The Dodgers also never recovered from prematurely yanking starter Rich Hill in Game 2. He was cruising along with seven strikeouts in four innings when the Los Angeles analytic storm hit: No matter how well Hill was pitching, they were not going to allow him to face the Houston lineup a third time. That set off a chain reaction that wound up with Los Angeles using nine pitchers and being stuck with Brandon (Losing Pitcher) McCarthy on the mound in the 11th inning. McCarthy hadn’t pitched in more than three weeks. Instead of taking a two-games-to-none lead in the series, the Dodgers went to Houston with the series tied at one game each. And in Games 2, 3, 4 and 5 combined, the Dodgers ran through a stretch in which they used 25 pitchers in 35 innings. In Sunday’s wild 13-12 Houston Game 5 win, the Dodgers blew a four-run lead, a three-run lead and a one-run lead.

In 2014, Sports Illustrated put then-rookie George Springer on the cover of an issue predicting the Houston Astros would win the 2017 World Series. Not only did that come to fruition with Houston’s 5-1 victory over the Los Angeles Dodgers in Wednesday’s Game 7 at Dodger Stadium, but the cover athlete was also named the World Series MVP. Springer started the early onslaught for the Astros in Game 7 with a leadoff double before he came around on Cody Bellinger’s throwing error on Alex Bregman’s grounder. The outfielder was far from done, drilling a two-run homer in the second to put Houston ahead 5-0 and force the Dodgers to play unsuccessful catch-up the rest of the way. The long ball also ended Los Angeles starter Yu Darvish’s night and was the exclamation point on Springer’s incredible Fall Classic.

Springer’s home run made him the only player in MLB history to hit one in four straight games in the same World Series. MLB Stat of the Day noted it also gave Springer the record for extra-base hits (eight) and total bases (29) and tied him with Reggie Jackson and Chase Utley for the most homers (five) in a World Series. Springer respectively said: “This was a great series between two 100-win teams, two great teams, two great offenses, two great defenses, two great pitching staffs. The wildness of this series, the wackiness of this series, the emotional ups and downs…being able to play in this was something I’ll never forget.”

The MVP award and clutch home runs marked a drastic turnaround from how Springer started the World Series. He struck out in all four of his plate appearances in Houston’s 3-1 loss in Game 1 and looked lost as the Dodgers seized control of the series. However, the magic started in Game 2 when his two-run homer in the 11th inning spearheaded his team’s dramatic 7-6 victory and tied the series heading back to Houston. Springer also homered in Games 4, 5 and 6. The one he hit in the sixth inning of Game 4 ended Alex Wood’s no-hitter and gave Houston a temporary 1-0 lead before ultimately losing.
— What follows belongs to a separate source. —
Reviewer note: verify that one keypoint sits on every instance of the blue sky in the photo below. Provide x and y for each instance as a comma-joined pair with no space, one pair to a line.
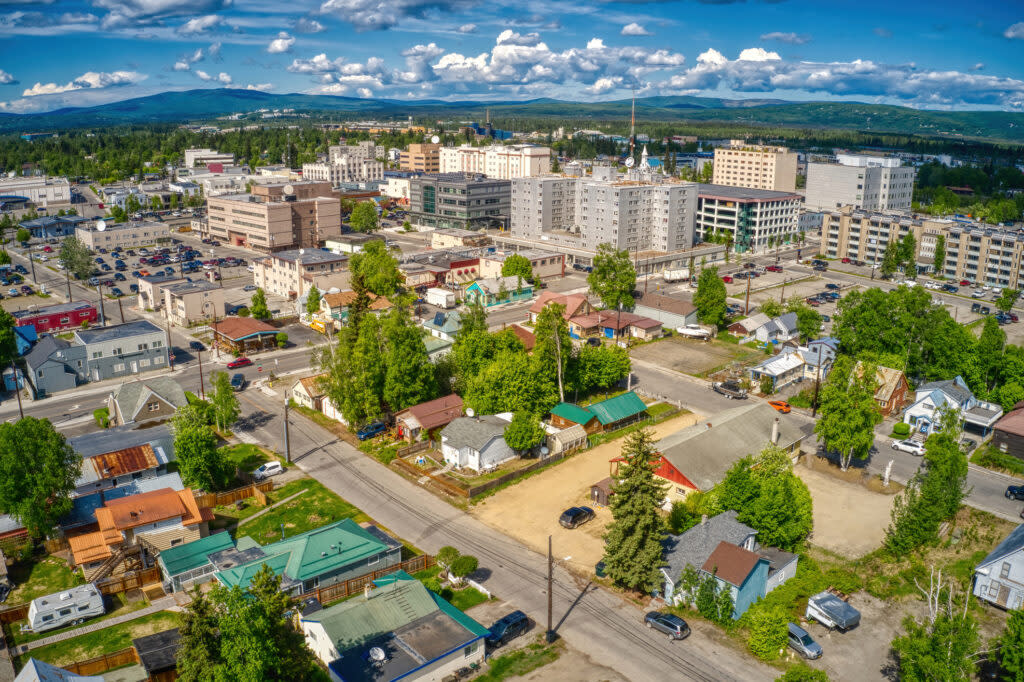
935,54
His Game 5 blast tied the contest in the seventh before the Astros won, 13-12. Jose Altuve and Carlos Correa receive plenty of deserved attention when it comes to the Astros’ young core, but Springer helped anchor the offense and outfield defense all season. He finished the regular season with a .283/.367/.522 slash line with 34 home runs and 85 RBI and was responsible for five total defensive runs saved above average in center field this season.
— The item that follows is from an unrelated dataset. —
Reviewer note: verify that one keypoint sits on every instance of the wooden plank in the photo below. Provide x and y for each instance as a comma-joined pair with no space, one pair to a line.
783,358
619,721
It’s safe to say Wednesday night is the best night of Carlos Correa’s life. Soon after the final out, Correa dropped to one knee and proposed to his girlfriend on the field, during the World Series celebration.  Of course she said yes. I can’t help but wonder though, was Correa still going to propose even if the Astros lost? Nah, probably not. Not sense in worrying about it now. Hard to beat winning the World Series and getting engaged on the same night, eh? Sorry fellas, but the proposal bar has just been raised big time.